Надев очки, Крайнов сел на трактор и медленно повел его по неширокому междурядью виноградника.
— Слышал, Петя? — угрюмо сказал Максим. — Вот тебе и весь сказ. Беркут! Такие стервятники немало крови еще прольют, а из-за них и мы страдать будем…
Вечером на вилле мсье Доманжа собрались гости. Из Бордо приехал Альбер Дельвилль с матерью, вскоре после них в дом впорхнула неунывающая Габриэль, перецеловавшая всех, кто был в комнате, и, наконец, появился самый почетный гость, дядя мсье Доманжа, командующий субдивизионом четвертого военного округа бригадный генерал Ле Фюр, седой франтоватый человек с тонкой талией и подкрашенными усами.
Как ни упирался Максим — ему с его настроением было не до гостей, — Бармин уговорил его посидеть немного за столом.
После традиционной в доме Доманжа дегустации вин разговор зашел об убийстве президента Думера и казни его убийцы Горгулова.
И мсье Доманж и особенно княгиня Ирина Михайловна были очень напуганы тем, что французские коммунисты стали открыто говорить о том, что во всем виноваты контрреволюционные организации эмигрантов и что следует не только запретить их, но и выслать за пределы страны.
— Подумайте, господа, сколько при этом пострадает ни в чем не виновных людей, — сказала Ирина Михайловна, — людей честных, давно оставивших всякую политику. Куда они денутся?
— Точку зрения коммунистов наше правительство не разделяет, — сказал, прихлебывая вино, Альбер Дельвилль.
— Да, но как на это посмотрит народ? — возразил мсье Доманж. — Выстрел белоэмигранта Горгулова неизбежно породит в народе ненависть к любому русскому, а это очень печально.
Маленькая Габриэль, подвигаясь ближе к Петру Бармину, спросила наивно:
— А кто он такой, этот Горгулов? Профессиональный убийца или сумасшедший?
— Похоже, что и то и другое, хотя эксперты категорически отрицают его невменяемость, — сказал Бармин. — Гор-гулов после бегства из России учился в Чехословакии, получил диплом врача, переехал во Францию. Здесь он издавал какой-то погромный журнальчик, в котором проклинал большевиков и евреев и печатал дикие, заумные стихи.
Дельвилль засмеялся:
— Я слышал, что он чуть ли не целый год писал проект конституции для освобожденной от большевиков России, в которой сам собирался стать полновластным диктатором.

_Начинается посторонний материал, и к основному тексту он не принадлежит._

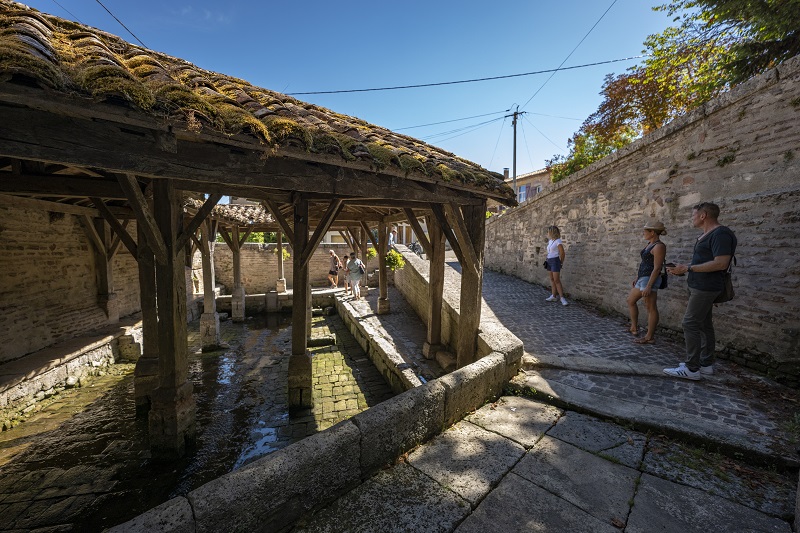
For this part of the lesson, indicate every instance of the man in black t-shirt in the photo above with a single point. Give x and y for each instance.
(713, 252)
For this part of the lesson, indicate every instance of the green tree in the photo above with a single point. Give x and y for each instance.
(761, 34)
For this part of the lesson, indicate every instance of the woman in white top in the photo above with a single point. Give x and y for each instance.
(555, 260)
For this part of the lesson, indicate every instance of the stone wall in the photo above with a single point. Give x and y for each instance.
(260, 266)
(741, 151)
(48, 291)
(493, 337)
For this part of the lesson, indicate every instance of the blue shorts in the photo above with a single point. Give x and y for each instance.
(554, 264)
(641, 283)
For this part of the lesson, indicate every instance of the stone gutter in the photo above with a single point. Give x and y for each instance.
(274, 492)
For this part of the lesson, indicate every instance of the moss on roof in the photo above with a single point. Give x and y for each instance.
(76, 59)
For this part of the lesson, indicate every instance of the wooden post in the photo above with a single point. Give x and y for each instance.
(383, 275)
(238, 294)
(433, 341)
(145, 379)
(172, 413)
(281, 284)
(209, 321)
(300, 360)
(474, 220)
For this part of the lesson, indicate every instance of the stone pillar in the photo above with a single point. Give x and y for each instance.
(471, 286)
(145, 379)
(383, 275)
(172, 412)
(364, 243)
(209, 321)
(300, 360)
(280, 286)
(238, 294)
(433, 340)
(106, 297)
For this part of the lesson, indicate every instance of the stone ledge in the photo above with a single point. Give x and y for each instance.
(274, 492)
(22, 379)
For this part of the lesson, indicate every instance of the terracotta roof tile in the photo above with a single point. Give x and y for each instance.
(75, 59)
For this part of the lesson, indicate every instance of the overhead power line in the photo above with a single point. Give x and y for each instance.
(573, 51)
(453, 120)
(121, 24)
(467, 81)
(68, 11)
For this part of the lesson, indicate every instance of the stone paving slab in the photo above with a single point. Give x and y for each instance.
(700, 411)
(467, 459)
(517, 505)
(397, 500)
(571, 479)
(595, 485)
(668, 507)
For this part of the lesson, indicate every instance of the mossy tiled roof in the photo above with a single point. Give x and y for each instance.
(74, 59)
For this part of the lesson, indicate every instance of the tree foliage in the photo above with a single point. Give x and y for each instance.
(761, 33)
(716, 43)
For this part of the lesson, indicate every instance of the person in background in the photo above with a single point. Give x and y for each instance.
(333, 271)
(647, 282)
(555, 261)
(355, 275)
(713, 252)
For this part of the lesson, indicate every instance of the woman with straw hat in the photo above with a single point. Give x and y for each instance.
(648, 281)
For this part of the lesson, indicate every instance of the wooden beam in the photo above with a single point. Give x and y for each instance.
(198, 219)
(247, 232)
(227, 238)
(273, 208)
(60, 185)
(369, 234)
(333, 209)
(438, 212)
(118, 228)
(357, 242)
(91, 233)
(464, 240)
(144, 217)
(43, 205)
(421, 238)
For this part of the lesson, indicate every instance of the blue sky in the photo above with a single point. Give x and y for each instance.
(311, 45)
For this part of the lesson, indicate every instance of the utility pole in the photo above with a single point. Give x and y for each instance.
(515, 114)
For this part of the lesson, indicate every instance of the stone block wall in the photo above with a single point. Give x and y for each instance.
(48, 291)
(260, 266)
(741, 151)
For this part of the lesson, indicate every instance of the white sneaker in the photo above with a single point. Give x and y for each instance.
(682, 371)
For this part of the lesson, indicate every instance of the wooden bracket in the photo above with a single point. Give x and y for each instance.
(119, 229)
(198, 219)
(421, 238)
(144, 217)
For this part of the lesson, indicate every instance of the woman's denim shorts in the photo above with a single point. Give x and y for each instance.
(641, 283)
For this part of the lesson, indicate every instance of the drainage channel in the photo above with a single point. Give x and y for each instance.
(83, 462)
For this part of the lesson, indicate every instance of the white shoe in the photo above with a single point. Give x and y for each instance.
(682, 371)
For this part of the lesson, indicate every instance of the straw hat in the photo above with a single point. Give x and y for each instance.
(656, 226)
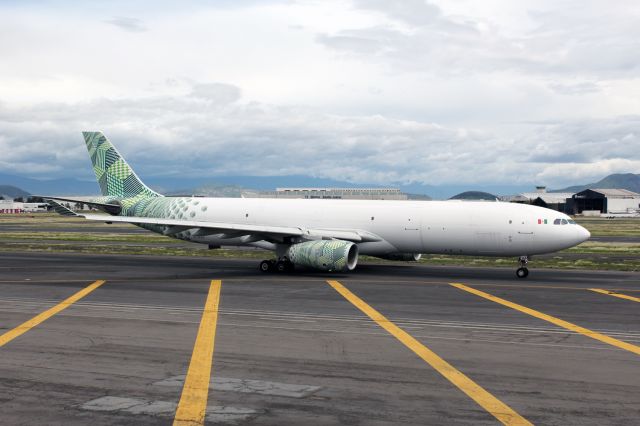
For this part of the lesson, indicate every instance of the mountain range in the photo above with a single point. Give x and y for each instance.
(627, 181)
(233, 186)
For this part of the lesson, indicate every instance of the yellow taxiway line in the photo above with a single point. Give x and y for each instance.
(193, 401)
(614, 294)
(553, 320)
(38, 319)
(494, 406)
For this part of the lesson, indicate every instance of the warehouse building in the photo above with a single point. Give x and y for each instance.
(605, 201)
(551, 200)
(332, 193)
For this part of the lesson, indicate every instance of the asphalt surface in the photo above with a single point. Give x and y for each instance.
(291, 350)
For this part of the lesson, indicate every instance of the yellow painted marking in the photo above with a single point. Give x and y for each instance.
(494, 406)
(193, 402)
(553, 320)
(614, 294)
(28, 325)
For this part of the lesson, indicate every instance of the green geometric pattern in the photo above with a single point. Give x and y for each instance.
(115, 177)
(326, 255)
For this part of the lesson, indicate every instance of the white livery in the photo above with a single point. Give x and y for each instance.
(330, 234)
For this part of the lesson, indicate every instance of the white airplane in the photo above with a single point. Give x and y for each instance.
(326, 235)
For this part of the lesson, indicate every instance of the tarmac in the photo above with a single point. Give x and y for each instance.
(401, 345)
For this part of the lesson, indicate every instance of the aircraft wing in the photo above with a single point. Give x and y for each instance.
(232, 230)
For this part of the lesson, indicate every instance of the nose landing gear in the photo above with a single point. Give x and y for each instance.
(522, 271)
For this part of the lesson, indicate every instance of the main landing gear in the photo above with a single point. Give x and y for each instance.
(522, 271)
(271, 265)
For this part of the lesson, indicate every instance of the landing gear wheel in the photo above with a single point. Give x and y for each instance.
(266, 266)
(284, 266)
(522, 271)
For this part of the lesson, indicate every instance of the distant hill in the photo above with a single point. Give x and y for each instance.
(627, 181)
(10, 191)
(474, 195)
(212, 190)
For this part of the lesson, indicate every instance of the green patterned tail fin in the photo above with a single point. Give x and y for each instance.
(115, 177)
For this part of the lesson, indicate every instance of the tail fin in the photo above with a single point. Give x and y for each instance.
(115, 177)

— Ну разве же это не сумасшествие? — воскликнула Катя Бармина. — Говорят, что Горгулов даже рисовал фасоны будущей военной формы для себя и для своей несуществующей армии. Он просто несчастный, больной человек, которого следовало отправить не на гильотину, а в дом умалишенных.
— А что вы думаете по этому поводу, господин генерал? — спросил Дельвилль.
Генерал Ле Фюр молча слушал собеседников, а когда Дельвилль обратился к нему, отхлебнул вина и заговорил серьезно и строго:
— Дело не в умственных способностях убийцы президента, они меня мало интересуют. Дело в том, что выстрел Горгулова может привести к внезапному охлаждению отношений Франции с Россией, чему, впрочем, были бы весьма рады некоторые наши министры. Я говорю об этом с глубоким сожалением, потому что именно сейчас интересы нации и ее будущее властно Диктуют нам необходимость не только не порывать с Россией, но и поддерживать с ней самые дружеские связи, особенно в нынешней обстановке…
— С большевистской Россией? — усмехнувшись, спросил Дельвилль. — С Россией, которой правит жаждущий мировой революции красный империалист Иосиф Сталин? Вы об этой России говорите, господин генерал?